Electrocardiography is often advocated as a screening tool in children for hypertrophic cardiomyopathy (HC). We sought to establish an electrocardiographic screening tool to identify children with HC. We hypothesized that a pediatric-specific electrocardiographic criterion would perform better than the popular criteria used for screening children for left ventricular hypertrophy and HC. The earliest available electrocardiogram for children (n = 108) with HC (ages 7 to 21 yrs) was reviewed. We sought to compare the diagnostic accuracy of 4 screening algorithms: (1) Sokolow-Lyon criterion (SV1 + RV5/RV6 >35 mm), (2) Cornell criterion (RaVL + SV3 >28 mm in men, 20 mm in women), (3) total 12-lead voltage criterion (R wave to the nadir of Q/S wave >175 mm), and (4) pediatric-specific criterion (RaVL + SV2 >23 mm). The same criteria were applied to a cohort of age-matched and gender-matched controls without cardiac disease.
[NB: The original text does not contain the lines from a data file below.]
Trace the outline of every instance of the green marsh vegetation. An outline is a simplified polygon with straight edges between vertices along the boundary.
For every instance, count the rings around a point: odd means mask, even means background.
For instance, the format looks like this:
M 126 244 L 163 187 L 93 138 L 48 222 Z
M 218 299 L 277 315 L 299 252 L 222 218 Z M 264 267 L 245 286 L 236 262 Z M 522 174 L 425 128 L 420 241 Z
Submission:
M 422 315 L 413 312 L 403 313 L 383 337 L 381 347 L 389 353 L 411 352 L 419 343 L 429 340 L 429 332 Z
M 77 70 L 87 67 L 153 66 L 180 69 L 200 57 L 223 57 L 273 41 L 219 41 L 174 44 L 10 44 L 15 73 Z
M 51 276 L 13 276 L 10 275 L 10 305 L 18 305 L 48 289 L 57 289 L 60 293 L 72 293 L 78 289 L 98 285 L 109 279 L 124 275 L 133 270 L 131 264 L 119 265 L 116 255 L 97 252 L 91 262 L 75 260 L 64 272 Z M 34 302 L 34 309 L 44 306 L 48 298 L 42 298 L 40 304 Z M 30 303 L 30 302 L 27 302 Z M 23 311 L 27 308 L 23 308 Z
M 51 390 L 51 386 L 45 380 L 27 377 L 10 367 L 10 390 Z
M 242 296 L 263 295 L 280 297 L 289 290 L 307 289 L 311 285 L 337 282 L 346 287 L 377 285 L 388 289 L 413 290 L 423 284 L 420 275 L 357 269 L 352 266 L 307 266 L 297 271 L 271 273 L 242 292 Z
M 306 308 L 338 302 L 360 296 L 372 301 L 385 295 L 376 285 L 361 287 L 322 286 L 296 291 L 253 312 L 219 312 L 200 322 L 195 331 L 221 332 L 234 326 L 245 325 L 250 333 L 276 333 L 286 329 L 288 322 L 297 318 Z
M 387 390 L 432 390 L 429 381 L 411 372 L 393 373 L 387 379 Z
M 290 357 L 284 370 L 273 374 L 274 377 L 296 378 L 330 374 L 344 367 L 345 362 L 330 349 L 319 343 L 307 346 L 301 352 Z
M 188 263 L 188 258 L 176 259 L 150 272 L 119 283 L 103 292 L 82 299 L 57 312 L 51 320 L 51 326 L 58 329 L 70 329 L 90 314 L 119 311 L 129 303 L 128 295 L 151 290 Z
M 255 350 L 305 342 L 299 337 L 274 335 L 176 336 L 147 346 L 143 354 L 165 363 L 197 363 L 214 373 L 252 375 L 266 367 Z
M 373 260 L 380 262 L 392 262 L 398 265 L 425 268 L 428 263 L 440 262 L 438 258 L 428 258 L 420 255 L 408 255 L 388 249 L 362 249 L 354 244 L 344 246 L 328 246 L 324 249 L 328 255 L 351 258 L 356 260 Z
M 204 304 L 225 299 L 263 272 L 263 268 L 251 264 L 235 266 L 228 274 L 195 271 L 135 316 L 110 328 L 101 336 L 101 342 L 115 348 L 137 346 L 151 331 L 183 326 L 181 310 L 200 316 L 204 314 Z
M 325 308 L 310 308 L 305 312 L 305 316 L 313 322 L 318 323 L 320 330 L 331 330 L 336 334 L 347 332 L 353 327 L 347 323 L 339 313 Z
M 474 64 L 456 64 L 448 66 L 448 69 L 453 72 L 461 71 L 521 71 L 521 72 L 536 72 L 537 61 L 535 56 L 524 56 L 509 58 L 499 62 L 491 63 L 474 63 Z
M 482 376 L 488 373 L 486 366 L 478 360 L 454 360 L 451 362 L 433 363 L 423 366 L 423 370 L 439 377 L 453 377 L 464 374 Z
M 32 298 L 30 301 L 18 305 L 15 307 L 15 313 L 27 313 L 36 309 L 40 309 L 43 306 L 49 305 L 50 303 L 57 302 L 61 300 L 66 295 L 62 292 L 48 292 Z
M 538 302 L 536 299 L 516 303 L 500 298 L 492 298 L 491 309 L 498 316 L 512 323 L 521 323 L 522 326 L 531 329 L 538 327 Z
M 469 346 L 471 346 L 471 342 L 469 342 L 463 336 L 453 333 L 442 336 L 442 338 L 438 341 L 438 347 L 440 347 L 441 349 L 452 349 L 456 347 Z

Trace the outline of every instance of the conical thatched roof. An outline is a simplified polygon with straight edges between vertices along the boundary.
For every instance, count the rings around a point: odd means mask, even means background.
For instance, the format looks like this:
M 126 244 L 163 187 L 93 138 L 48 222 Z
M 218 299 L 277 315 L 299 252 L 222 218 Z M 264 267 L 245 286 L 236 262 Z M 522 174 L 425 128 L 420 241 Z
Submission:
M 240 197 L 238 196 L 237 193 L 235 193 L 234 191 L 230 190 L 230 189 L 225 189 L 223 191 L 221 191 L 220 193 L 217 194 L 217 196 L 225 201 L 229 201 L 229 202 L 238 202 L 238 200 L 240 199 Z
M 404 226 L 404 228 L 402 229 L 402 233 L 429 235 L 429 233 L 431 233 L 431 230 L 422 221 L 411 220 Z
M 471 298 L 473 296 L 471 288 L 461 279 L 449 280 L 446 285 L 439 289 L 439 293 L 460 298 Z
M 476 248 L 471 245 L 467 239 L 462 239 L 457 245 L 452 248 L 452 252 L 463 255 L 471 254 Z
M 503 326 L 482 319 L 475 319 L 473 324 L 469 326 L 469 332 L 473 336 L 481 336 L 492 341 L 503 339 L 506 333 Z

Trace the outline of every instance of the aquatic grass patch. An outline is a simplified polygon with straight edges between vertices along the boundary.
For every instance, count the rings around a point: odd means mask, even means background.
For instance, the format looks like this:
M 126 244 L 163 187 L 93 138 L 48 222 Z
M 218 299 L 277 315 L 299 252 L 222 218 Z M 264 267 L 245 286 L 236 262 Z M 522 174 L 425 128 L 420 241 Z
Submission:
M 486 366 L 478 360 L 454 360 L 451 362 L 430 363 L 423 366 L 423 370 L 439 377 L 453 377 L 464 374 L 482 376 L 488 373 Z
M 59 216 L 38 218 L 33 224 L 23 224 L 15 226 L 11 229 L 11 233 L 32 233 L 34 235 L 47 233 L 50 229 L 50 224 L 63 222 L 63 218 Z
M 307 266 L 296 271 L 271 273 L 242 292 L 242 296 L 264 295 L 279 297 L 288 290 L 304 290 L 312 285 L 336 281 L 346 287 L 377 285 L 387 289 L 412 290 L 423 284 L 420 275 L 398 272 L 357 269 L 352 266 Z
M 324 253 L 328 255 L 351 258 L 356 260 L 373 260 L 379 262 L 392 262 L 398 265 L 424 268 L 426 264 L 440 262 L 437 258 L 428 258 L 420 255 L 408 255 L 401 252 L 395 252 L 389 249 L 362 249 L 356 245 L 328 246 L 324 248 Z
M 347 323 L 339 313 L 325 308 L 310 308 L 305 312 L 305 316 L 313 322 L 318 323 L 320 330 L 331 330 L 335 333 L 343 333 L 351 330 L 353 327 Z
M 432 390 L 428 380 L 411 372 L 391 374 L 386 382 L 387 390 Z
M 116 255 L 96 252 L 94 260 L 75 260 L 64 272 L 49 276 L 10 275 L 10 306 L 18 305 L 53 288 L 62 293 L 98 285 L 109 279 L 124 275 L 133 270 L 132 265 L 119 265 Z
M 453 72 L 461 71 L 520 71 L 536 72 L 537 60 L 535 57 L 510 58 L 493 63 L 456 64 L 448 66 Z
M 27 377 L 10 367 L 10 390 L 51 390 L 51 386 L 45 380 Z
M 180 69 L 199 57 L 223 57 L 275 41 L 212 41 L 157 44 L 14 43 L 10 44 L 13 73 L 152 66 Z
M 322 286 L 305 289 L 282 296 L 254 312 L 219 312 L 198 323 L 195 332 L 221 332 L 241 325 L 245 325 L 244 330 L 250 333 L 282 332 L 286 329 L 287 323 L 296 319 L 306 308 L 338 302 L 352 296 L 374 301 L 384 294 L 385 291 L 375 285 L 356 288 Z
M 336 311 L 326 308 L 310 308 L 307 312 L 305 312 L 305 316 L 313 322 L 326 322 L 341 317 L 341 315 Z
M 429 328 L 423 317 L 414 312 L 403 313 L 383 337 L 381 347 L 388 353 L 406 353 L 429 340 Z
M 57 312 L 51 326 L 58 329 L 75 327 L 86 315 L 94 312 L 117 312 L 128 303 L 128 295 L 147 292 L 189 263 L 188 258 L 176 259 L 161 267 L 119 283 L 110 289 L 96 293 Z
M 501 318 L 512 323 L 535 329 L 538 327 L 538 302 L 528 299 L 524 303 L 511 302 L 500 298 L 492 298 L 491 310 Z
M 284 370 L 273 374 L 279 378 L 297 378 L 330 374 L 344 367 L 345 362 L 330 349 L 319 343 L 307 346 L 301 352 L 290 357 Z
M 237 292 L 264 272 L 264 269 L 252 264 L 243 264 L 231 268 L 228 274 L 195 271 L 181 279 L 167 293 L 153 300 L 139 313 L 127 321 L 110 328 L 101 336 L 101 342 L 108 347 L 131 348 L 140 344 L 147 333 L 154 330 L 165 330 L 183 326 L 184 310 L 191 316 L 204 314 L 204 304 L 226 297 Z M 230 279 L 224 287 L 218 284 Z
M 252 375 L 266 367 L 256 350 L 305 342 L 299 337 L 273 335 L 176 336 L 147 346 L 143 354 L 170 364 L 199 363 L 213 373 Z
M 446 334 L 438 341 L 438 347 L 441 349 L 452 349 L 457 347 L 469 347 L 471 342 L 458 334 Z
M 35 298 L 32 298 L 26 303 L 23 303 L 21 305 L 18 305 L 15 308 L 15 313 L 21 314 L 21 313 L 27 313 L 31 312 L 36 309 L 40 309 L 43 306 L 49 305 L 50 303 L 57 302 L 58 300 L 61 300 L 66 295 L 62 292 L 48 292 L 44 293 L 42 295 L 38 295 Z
Statistically significant correlations were found between children with HC and positive screen using all 4 criteria. However, comparison of receiver operating characteristic demonstrated an area under the curve of 0.67 for Sokolow-Lyon criterion, 0.70 for Cornell criterion, 0.83 for total 12-lead criterion, and 0.82 for pediatric-specific criterion. Pediatric-specific criterion had superior sensitivity in gene-positive children and superior overall specificity than total 12-lead criterion. In conclusion, our study demonstrates that the pediatric-specific criterion employing leads RaVL + SV2 is more accurate in identifying children with HC in comparison with other popular screening criteria.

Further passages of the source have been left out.